The global poor migrate to the First World, kiss the soil, then permanently go on welfare. Idle immigrants: Nothing short of outright criminality does more to tarnish the image of immigration. It smacks of ingratitude and parasitism. And while the prevalence of immigrant idleness is overstated, it is a very real problem, especially in Europe.
As a cosmopolitan libertarian, my first reaction is point fingers at the welfare state. If the problem is government subsidies for indefinite idleness, the solution is to curtail not immigration, but redistribution. When the law allows it, plenty of natives permanently go on welfare, too. Rhetorically sliding from the generic evils of the welfare state to the selective evils of immigrants is effective demagoguery, but fuzzy logic.
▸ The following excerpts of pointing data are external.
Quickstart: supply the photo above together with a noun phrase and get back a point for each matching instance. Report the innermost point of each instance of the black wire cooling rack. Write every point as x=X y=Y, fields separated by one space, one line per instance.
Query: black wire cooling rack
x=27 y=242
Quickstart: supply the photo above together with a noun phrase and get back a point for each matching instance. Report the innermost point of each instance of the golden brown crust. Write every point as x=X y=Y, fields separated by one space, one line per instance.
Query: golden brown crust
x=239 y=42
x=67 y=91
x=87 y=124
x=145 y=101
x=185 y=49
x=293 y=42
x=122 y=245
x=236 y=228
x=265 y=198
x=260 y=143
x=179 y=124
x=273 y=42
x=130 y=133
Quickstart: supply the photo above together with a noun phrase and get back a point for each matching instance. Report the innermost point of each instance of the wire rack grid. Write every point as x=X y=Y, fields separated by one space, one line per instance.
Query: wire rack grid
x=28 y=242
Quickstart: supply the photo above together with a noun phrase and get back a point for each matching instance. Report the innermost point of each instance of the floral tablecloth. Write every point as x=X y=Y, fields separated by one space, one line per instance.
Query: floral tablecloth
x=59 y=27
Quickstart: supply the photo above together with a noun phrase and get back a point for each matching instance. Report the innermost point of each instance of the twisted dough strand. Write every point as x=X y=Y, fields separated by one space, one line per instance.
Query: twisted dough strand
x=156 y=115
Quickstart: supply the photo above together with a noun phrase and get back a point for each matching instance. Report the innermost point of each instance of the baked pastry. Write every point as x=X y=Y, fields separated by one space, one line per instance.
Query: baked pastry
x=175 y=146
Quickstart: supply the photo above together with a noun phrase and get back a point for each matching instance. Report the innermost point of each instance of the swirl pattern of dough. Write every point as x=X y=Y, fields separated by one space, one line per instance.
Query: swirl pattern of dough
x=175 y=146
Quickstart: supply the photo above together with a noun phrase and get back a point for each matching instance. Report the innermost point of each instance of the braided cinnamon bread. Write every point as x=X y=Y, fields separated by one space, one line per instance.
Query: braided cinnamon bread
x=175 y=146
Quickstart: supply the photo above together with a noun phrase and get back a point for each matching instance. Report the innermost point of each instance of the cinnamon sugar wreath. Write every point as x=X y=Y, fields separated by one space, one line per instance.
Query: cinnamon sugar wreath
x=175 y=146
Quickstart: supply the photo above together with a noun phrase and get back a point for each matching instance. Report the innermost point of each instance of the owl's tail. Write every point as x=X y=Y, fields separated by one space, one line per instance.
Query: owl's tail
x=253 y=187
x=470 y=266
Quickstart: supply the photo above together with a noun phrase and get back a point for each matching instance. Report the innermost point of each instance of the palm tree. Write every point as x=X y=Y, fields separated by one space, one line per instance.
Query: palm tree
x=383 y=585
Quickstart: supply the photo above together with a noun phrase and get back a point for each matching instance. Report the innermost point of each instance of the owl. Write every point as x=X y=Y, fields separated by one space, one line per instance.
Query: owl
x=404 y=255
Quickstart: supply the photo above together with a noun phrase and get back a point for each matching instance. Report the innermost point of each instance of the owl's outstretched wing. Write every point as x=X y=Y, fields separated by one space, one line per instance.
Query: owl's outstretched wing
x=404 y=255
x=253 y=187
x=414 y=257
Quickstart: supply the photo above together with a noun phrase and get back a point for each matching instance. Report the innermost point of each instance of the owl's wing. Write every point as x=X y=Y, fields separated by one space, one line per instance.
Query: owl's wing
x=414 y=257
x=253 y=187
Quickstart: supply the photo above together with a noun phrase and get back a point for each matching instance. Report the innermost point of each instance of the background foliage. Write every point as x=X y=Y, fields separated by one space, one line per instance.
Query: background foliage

Yet on reflection, my first reaction misses a major part of the story. Countries with ample redistribution also tend to have strict labor market regulations. Despite their feel-good popularity, labor market regulations have a big negative side effect: unemployment.
This collateral damage is clearest for regulations that explicitly push up wages: If the law requires a 10% raise, employers can reduce the damage to their bottom line by employing fewer workers. But unless wages are perfectly flexible, any “pro-worker” regulation risks this disemployment effect. If the law makes employers give workers free health insurance, and workers bitterly resent offsetting pay cuts, hiring fewer workers is employers’ best remaining defense.
The moral: When you see an idle immigrant, you shouldn’t jump to the conclusion that he’s a lazy parasite. There’s another possibility: Labor regulations have priced him out of a job. He’s on welfare not because he doesn’t want to work, but because he’d rather go on welfare than starve.